Tali acute descrizioni sono caratteristiche della scrittura di Armin Lorenz Gerold. Le esperienze personali sono intrecciate a quelle del pubblico. Spesso i suoi testi assumono la forma di osservazioni vaganti, mentre seguono trentenni che si incontrano per un caffè, passeggiano in un cimitero o nuotano tra ostili sconosciuti. Ma più di ogni altra cosa, sembra che il vero protagonista sia la città. In uno spirito psicogeografico, le persone sembrano sfregare contro il tessuto urbano il loro stesso comportamento, modellato dalle circostanze in cui sono costrette a navigare. In Scaffold Eyes, un’opera audio rappresentata al KW di Berlino nel 2017, ascoltiamo le deliberazioni non dette di un incontro tra amici: “Cominciarono a vagare nel quartiere su percorsi incongruenti. Apparentemente inconsapevole del suo orientamento, lei curava il percorso, evitando di percorrere due volte le stesse strade, mantenendo la direzione di una stazione della metropolitana. Era come se prolungasse la conversazione passo dopo passo, tenendo sempre a portata di mano una potenziale partenza”. Armin Lorenz Gerold mi dice di essere interessato all’intersezione tra spazio e suono. Perciò trascorre molto tempo a fare registrazioni sul campo. “Quando si pensa di costruire mondi con i suoni bisogna lavorare con l’ambiente circostante. Queste strutture limitano automaticamente ciò che è possibile”. Come un pipistrello cieco che costruisce uno spazio mentale attraverso il riverbero dei suoi echi, Armin Lorenz Gerold esplora la biopolitica spaziale delle città neoliberali, in cui il cambiamento è costante e avvantaggia chi è già al potere.

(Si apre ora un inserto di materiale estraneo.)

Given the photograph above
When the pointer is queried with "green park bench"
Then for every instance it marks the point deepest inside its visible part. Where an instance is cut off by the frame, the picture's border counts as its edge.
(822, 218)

In Complicity, uno dei testi scelti per Many Ways To Now, l’artista e scrittore Jay Bernard cammina per il sud di Londra prendendo appunti su come è cambiato il paesaggio urbano a seguito delle chiusure per il coronavirus. “Derelitto è una parola forte per qualsiasi zona di Londra nel ventunesimo secolo, perché tutti gli spazi vuoti sono solo futuri appartamenti di lusso”. Gli strati temporali si dispiegano, dall’immediatezza di un’immagine visiva alla graduale rivelazione insita nelle narrazioni uditive; ed è una voce effimera a guidarci attraverso l’adesso, prima che anch’essa diventi un passato. Quando le finzioni sonore di Armin Lorenz Gerold si intrecciano con la psicogeografia dell’esistenza urbana, ci si ritrova nel punto in cui l’immaginazione, la memoria e il paesaggio urbano convergono: una dissonanza armoniosa che permane negli echi dei suoi paesaggi sonori.